Search code examples
javascriptdatasetlodash

Javascript: Full Outer Join on a Array of Objects, using one key


I have two arrays of objects which I want to "Full Outer Join", like in SQL:

Dataset A:

[ { id: 1, name: "apple", color: "red" }, {id: 2, name: "banana", color: "yellow"} ]

Dataset B:

[ { id: 1, name: "apple", color: "blue" }, {id: 3, name: "mango", color: "green"} ]

Intended result:

[ { id: 1, dataset_a: { id: 1, name: "apple", color: "red" }
         , dataset_b: { id: 1, name: "apple", color: "blue" }
  }
, { id: 2, dataset_a: { id: 2, name: "banana", color: "yellow"}
         , dataset_b: null
  }
, { id: 3, dataset_a: null
         , dataset_b: { id: 3, name: "mango", color: "green"}
  }
]
  • The id's are unique.
  • Lodash may be used.
  • I have no restriction on ES version.

Instead of null, an empty object would be OK too. The id's don't necessarily need to be repeated, as shown below. So, this would be just as good:

[ { id: 1, dataset_a: { name: "apple", color: "red" }
         , dataset_b: { name: "apple", color: "blue" }
  }
, { id: 2, dataset_a: { name: "banana", color: "yellow"}
         , dataset_b: {}
  }
, { id: 3, dataset_a: {}
         , dataset_b: { name: "mango", color: "green"}
  }
]

Nina Scholz solution, transformed into a a function:

fullOuterJoin(dataset_a_name, dataset_b_name, dataset_a, dataset_b, key) {
    const getNullProperties = keys => Object.fromEntries(keys.map(k => [k, null]));
    var data = { [dataset_a_name]:dataset_a, [dataset_b_name]:dataset_b },
        result = Object
            .entries(data)
            .reduce((r, [table, rows]) => {
                //forEach dynamic destructuring
                rows.forEach(({ [key]:id, ...row }) => {
                    if (!r[id]) r.items.push(r[id] = { [key]:id, ...getNullProperties(r.tables) });
                    r[id][table] = row;
                });
                r.tables.push(table);
                r.items.forEach(item => r.tables.forEach(t => item[t] = item[t] || null));
                return r;
            }, { tables: [], items: [] })
            .items;
        
    return result;
},

Solution

  • You could take a dynamic approach and store the wanted data sets in an object and iterate the entries form the object.
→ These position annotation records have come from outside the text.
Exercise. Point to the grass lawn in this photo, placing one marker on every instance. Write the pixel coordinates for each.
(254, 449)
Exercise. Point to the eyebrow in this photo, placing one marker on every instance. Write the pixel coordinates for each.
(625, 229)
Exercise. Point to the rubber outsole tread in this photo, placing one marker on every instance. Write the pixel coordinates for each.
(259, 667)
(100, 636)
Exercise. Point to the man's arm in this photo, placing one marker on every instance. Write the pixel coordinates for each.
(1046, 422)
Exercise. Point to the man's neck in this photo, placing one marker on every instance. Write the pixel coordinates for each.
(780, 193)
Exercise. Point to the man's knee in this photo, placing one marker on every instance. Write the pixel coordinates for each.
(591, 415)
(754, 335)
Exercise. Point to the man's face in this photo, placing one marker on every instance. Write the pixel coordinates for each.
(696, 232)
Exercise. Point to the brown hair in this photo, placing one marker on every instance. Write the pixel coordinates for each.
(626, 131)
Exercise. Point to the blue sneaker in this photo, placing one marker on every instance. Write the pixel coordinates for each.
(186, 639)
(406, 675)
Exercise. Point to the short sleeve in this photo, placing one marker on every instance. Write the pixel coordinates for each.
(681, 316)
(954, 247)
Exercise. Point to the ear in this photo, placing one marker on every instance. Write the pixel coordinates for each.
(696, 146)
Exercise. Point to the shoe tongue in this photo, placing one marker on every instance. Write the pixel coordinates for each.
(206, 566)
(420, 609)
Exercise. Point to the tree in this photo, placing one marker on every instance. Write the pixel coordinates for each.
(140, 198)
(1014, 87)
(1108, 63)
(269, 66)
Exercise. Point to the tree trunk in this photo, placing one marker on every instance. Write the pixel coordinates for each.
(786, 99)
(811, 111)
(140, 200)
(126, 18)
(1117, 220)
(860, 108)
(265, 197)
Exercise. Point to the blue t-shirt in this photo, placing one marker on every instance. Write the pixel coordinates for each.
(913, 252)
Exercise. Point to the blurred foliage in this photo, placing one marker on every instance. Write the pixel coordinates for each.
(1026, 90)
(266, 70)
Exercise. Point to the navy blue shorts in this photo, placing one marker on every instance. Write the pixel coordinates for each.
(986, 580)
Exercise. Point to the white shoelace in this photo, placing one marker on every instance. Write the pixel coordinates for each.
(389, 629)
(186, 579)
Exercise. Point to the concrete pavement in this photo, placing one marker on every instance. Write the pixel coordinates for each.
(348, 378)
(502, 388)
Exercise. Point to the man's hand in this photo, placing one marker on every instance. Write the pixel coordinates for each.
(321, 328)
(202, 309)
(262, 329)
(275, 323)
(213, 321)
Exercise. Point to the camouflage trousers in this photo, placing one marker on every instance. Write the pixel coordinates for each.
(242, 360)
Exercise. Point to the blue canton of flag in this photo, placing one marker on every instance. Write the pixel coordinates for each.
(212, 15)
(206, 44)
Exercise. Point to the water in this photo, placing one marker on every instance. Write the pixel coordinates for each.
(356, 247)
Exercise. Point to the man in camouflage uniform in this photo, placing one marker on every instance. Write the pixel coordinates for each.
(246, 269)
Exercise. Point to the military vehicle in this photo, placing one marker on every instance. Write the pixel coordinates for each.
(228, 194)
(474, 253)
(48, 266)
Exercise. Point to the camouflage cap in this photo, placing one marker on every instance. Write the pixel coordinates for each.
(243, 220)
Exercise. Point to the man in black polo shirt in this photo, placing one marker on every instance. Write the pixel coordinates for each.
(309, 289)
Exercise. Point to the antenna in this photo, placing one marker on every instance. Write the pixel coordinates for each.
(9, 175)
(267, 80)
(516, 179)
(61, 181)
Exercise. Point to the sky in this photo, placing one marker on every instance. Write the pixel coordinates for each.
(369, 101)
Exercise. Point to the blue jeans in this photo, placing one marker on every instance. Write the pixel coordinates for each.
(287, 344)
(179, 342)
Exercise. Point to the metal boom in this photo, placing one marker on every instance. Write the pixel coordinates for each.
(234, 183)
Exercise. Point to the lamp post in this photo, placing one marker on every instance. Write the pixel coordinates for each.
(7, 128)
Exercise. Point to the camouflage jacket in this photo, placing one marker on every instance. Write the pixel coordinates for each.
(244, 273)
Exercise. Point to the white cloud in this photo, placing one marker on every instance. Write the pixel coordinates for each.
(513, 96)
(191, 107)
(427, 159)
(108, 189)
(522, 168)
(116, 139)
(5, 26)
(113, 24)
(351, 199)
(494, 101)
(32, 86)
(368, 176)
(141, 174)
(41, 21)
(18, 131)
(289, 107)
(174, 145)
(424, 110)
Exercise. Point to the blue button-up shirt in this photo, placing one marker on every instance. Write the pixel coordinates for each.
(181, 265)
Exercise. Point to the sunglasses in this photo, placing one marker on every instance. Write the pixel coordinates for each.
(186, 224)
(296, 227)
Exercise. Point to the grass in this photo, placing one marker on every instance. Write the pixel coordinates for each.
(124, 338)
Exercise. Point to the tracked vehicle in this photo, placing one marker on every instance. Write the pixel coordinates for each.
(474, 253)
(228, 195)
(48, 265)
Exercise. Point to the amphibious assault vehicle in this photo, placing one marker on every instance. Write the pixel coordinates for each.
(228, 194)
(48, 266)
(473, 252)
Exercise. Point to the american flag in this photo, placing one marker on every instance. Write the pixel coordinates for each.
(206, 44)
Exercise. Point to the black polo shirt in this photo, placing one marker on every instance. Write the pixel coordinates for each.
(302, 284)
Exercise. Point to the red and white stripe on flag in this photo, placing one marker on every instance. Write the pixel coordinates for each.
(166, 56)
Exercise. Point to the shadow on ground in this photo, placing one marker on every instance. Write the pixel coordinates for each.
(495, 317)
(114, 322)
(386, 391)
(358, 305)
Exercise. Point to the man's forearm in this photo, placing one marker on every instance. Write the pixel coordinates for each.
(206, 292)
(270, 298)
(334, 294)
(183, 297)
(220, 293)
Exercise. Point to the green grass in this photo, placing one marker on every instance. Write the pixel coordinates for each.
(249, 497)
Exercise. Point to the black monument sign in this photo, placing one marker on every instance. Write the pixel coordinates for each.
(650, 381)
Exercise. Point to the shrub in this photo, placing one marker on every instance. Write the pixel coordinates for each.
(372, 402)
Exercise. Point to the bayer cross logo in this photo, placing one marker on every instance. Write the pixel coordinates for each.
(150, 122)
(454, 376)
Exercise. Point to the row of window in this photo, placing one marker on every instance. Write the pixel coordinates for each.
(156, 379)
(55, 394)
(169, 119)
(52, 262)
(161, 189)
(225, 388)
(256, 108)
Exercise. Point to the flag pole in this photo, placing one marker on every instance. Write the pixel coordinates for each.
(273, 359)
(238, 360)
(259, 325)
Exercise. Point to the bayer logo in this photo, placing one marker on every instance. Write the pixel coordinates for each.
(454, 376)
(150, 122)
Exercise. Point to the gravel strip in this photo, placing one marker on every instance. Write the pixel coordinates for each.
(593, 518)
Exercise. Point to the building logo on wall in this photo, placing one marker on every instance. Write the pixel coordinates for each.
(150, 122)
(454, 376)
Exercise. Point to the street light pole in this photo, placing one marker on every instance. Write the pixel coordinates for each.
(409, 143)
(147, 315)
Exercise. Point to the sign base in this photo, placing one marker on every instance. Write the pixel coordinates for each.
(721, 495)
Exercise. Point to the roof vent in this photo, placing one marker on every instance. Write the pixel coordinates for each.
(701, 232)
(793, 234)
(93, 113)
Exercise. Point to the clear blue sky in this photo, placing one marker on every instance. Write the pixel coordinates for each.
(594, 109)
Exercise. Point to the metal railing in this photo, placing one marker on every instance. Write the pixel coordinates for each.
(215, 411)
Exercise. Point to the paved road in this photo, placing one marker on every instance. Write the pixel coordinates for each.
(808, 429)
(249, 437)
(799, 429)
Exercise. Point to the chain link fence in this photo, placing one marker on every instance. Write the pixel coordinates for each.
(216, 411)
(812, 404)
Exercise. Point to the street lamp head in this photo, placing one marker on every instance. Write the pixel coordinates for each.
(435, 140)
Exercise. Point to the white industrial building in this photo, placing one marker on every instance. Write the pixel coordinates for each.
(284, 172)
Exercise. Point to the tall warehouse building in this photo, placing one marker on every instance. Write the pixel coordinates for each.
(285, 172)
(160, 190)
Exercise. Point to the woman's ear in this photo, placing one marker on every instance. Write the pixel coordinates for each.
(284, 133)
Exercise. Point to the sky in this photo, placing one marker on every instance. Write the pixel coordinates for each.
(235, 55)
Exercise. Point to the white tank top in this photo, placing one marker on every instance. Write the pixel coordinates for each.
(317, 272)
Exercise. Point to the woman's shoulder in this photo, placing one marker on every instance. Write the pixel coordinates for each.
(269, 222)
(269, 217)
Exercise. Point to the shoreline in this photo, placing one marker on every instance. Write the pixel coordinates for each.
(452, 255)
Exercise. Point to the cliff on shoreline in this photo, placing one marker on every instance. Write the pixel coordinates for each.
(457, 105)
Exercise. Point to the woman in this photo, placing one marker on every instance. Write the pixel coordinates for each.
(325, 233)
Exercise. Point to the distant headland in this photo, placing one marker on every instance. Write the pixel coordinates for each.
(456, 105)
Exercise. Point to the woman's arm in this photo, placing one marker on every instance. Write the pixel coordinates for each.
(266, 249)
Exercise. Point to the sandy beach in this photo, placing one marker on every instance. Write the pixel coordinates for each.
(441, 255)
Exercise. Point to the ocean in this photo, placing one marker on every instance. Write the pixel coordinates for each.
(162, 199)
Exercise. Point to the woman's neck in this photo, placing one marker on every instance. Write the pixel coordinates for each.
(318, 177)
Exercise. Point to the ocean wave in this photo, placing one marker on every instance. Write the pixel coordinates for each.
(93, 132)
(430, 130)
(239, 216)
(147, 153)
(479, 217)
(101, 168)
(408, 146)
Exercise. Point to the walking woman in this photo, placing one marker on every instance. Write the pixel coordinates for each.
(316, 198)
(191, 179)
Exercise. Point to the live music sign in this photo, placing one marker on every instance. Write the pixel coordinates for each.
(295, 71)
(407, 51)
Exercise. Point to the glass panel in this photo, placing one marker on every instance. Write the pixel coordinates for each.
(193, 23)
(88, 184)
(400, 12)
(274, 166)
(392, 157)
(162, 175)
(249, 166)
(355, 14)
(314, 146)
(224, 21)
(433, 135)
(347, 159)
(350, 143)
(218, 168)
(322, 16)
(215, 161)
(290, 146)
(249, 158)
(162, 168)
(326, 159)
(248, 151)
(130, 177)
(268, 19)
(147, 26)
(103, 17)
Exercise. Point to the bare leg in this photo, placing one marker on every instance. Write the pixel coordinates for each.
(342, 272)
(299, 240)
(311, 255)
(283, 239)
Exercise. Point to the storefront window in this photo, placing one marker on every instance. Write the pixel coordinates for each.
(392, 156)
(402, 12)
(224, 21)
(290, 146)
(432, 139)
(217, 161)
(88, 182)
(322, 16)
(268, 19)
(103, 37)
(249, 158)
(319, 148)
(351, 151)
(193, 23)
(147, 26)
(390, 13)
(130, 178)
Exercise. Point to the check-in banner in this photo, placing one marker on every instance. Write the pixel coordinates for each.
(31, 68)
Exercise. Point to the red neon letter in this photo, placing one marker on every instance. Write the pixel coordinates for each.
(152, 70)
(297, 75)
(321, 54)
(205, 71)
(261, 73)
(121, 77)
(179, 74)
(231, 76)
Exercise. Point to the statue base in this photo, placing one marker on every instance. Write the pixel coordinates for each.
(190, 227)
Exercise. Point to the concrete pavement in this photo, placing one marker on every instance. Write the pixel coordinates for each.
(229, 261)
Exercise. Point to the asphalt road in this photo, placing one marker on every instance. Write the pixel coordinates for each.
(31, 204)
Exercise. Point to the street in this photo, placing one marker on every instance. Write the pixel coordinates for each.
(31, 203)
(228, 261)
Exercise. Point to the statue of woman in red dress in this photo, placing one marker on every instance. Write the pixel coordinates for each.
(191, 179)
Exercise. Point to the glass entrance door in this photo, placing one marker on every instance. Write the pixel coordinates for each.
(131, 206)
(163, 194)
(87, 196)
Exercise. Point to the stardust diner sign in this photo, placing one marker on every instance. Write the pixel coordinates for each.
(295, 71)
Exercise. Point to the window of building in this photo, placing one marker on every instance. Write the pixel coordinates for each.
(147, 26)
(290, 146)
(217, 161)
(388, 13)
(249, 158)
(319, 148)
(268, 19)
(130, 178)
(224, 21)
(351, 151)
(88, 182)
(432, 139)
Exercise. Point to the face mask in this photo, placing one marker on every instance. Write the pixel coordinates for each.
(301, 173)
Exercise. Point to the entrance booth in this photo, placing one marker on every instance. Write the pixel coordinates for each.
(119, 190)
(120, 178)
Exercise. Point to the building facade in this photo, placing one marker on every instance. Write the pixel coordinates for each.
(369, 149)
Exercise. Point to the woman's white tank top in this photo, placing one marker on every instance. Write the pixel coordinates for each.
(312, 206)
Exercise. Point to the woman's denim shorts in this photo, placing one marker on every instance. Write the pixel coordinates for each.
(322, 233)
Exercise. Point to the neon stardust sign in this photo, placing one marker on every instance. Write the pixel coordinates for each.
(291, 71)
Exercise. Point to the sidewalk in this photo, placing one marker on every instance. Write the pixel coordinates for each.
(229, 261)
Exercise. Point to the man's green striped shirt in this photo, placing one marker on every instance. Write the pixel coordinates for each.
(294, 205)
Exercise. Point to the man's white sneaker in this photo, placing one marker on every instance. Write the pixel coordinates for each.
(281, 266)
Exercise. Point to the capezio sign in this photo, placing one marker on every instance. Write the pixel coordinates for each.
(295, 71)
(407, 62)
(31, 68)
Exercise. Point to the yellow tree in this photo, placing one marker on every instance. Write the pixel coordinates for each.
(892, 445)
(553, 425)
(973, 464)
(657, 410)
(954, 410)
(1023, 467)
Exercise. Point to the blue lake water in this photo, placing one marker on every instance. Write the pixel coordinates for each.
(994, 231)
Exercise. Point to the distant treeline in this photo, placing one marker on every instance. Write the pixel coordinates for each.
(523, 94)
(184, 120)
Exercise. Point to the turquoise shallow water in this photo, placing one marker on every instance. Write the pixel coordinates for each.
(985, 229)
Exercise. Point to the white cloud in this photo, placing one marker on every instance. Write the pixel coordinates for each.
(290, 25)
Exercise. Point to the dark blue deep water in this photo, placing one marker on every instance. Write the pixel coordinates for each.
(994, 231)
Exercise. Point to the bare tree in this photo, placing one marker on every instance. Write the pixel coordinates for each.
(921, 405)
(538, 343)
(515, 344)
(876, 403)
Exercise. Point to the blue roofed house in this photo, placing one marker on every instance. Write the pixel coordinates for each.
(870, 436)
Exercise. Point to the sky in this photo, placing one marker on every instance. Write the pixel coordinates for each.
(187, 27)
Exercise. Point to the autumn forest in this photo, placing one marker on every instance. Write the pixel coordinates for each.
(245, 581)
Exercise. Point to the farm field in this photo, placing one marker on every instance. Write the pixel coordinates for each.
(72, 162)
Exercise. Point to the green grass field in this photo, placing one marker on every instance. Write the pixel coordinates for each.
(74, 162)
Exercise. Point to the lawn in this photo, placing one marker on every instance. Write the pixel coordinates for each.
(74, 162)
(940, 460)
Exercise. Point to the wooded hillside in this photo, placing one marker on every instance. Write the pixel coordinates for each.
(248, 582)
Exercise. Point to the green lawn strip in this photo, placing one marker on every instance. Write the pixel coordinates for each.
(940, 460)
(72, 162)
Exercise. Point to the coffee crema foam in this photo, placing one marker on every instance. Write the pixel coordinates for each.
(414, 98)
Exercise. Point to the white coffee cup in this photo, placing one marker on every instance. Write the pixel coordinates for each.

Then group by id and get all items back.

    This approach uses an object as hash table with id as key and an array as storage for the result set. If an id is not known, a new object with id and previously used keys with null value are used. Then the actual data set is added to the object.

    Finally for missing tables null values are assigned as well.

    const
        getNullProperties = keys => Object.fromEntries(keys.map(k => [k, null]));
    
    var dataset_a = [{ id: 1, name: "apple", color: "red" }, { id: 2, name: "banana", color: "yellow" }],
        dataset_b = [{ id: 1, name: "apple", color: "blue" }, { id: 3, name: "mango", color: "green" }],
        data = { dataset_a, dataset_b },
        result = Object
            .entries(data)
            .reduce((r, [table, rows]) => {
                rows.forEach(({ id, ...row }) => {
                    if (!r[id]) r.items.push(r[id] = { id, ...getNullProperties(r.tables) });
                    r[id][table] = row;
                });
                r.tables.push(table);
                r.items.forEach(item => r.tables.forEach(t => item[t] = item[t] || null));
                return r;
            }, { tables: [], items: [] })
            .items;
    
    console.log(result);
    .as-console-wrapper { max-height: 100% !important; top: 0; }